Dollarama has a massive presence in Canada and operates 1,431 stores. This gives it a significant competitive edge over its peers as well as scale. Additionally, consumers prefer value in inflationary environments, where Dollarama offers an unmatched proposition.
Its healthy long-term financial growth indicates resilience in almost all economic cycles. So its safe-haven appeal will likely continue to drive the stock higher, even if the economy gets uglier from here.

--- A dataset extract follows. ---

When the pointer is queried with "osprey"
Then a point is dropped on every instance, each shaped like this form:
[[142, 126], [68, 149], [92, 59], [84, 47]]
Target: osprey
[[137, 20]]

Canada’s Largest P&C Insurer Intact Financial (TSX:IFC) is another stock that has held up against the recent market correction. This year, he has gained 5% and is 8% off his records. In comparison, the TSX Compound Index fell 15% from its all-time highs.
Intact has a 21% market share in P&C insurance in Canada. Its scale gives it a natural competitive advantage over its peers. In addition, it has experienced above-average financial growth over the past few years thanks to its strong expertise in underwriting and claims settlement.
IFC shares also pay stable dividends which currently yield 2.3%. Although not among the juiciest returns, Intact has increased shareholder payouts since 2005, indicating earnings stability.
Stocks like Intact may not offer strong growth opportunities, but they do provide stability during tough times.
Canadian public services
Investors perceive Canadian public services (TSX: CU) as boring due to its slow nature. However, CU stock has outperformed in the recent market turmoil. So far, CU stocks have gained 5%, while TSX stocks as a whole have lost 11% in 2022.
Canadian utilities have good revenue visibility due to the regulated nature of their operations. As a result, it has grown steadily even during recessions and economic booms. That’s why it has consistently increased shareholder dividends every year for the past five decades.
It yields almost 5%, higher than its peers. These juicy dividends will be more valuable in a declining market environment.
CU is not the kind of action that will make you rich overnight. However, for those looking for stable returns with relatively low risk, CU is a suitable bet.